What happens when your Kubernetes master has low memory or slow disk?

Background

We want to test some sandbox application on our new cluster. My colleague reported that the performance is not as expected and wanted me to take a look.

The sandbox application works like this: it starts a python container, runs some scripts, and exits. They executes scripts provided by the user, so the cluster is expected to create and destroy a lot of containers in a short period of time.

Assumptions

Considering the characteristics of the application, the bottleneck could be the following:

CPU/Memory of the worker nodes, or the container runtime
Performance of the master node (apiserver, etcd, and etc)

Since we have relatively beefy worker nodes, each with 2*Xeon Platinum 8353v (72C144T) and 512GB of memory, the bottleneck is likely the master node (8C 16GB memory).

Let’s verify this assumption.

Observations

I ran k6 to load test the cluster.

Pods started to pending…

Pending Pods

Hmm, it smelled like a etcd issue (the newly-created Pods is not able to be written to the database). I looked at the etcd dashboard. Sure enough, db backend is having some trouble writing the files.

etcd metrics

I grabed the the disk stats: the disks on the master node is almost fully utilized! A better disk (SSD) is really needed.

Disk IO time

iostat

Side note

We also experienced unexpected issue when I applied a cilium config, the whole cluster goes down (Thanks god. This is not a production cluster, or this will be a total disaster). At first, I assumed the cilium config that I written is wrong and I reverted, hoping the cluster will be fixed. Nope, all nodes are down.
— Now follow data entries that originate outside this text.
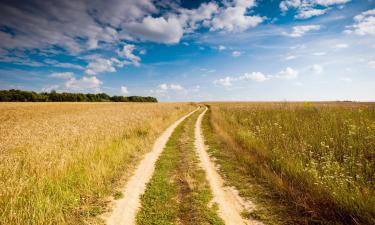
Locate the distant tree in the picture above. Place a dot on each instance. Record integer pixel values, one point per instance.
(13, 95)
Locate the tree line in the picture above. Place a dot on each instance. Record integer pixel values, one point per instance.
(13, 95)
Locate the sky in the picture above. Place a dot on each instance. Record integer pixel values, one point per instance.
(181, 50)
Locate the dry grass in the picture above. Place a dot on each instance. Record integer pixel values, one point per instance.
(319, 156)
(59, 161)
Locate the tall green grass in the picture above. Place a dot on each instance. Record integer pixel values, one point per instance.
(178, 192)
(323, 155)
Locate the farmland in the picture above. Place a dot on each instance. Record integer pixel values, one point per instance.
(300, 162)
(61, 161)
(267, 163)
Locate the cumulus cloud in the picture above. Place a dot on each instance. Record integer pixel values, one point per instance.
(310, 12)
(63, 65)
(159, 29)
(371, 64)
(127, 53)
(341, 45)
(124, 90)
(63, 75)
(221, 47)
(236, 53)
(83, 84)
(288, 73)
(319, 53)
(100, 65)
(309, 8)
(229, 80)
(299, 31)
(330, 2)
(234, 18)
(287, 4)
(162, 88)
(82, 25)
(317, 69)
(364, 24)
(289, 57)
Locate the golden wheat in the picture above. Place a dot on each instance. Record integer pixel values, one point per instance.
(60, 160)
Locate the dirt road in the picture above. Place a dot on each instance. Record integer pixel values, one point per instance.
(230, 203)
(126, 208)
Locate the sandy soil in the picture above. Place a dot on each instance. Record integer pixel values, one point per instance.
(125, 209)
(229, 202)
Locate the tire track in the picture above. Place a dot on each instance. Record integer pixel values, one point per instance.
(125, 209)
(230, 203)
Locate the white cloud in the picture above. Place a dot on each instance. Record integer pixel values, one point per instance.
(317, 69)
(299, 31)
(227, 81)
(254, 76)
(192, 18)
(310, 12)
(124, 90)
(50, 88)
(168, 31)
(236, 53)
(289, 57)
(309, 8)
(340, 46)
(127, 53)
(330, 2)
(288, 73)
(347, 79)
(319, 53)
(364, 24)
(221, 47)
(233, 18)
(176, 87)
(83, 84)
(100, 65)
(63, 75)
(63, 65)
(287, 4)
(371, 64)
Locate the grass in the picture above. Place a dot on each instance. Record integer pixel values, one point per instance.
(178, 192)
(302, 163)
(61, 161)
However, some interesting behavior is noticed: all worker nodes are in a ready - notready loop.

Upon further investigation, I noticed the apiserver is constantly being OOM killed.

apiserver OOM killed

The apiserver is using more memory than the node has.

apiserver RAM usage

It seems something is hitting the apiserver really hard. Under normal circumstances, I will go to the master node to look at the apiserver logs. However, the master node is down (because OOM) and I cannot ssh into it.

The cluster is stuck in such a loop:

Worker nodes are all starting (cilium starting) and pulling/changed config through apiserver
apiserver on the master node OOM’ed because of bursts of requests
the apiserver is OOM killed
worker node cannot report status to the apiserver
worker node is marked as not ready; cilium pods are terminated because of nodes are not ready
go to step 1

Since the cluster cannot properly start in such a scenario, I have to use some dirty fix to start the cluster: just after the apiserver is started, and before the apiserver eats all memory, such that the master node is still alive, quickly SSH into the master node and kill the apiserver process. By doing this a few times, we can span the burst of requests over a longer period of time, avoiding overloading the apiserver (causing it to be killed).

Solution

The solution is simple: replace the master nodes with faster ones (much more memory, NVME SSDs).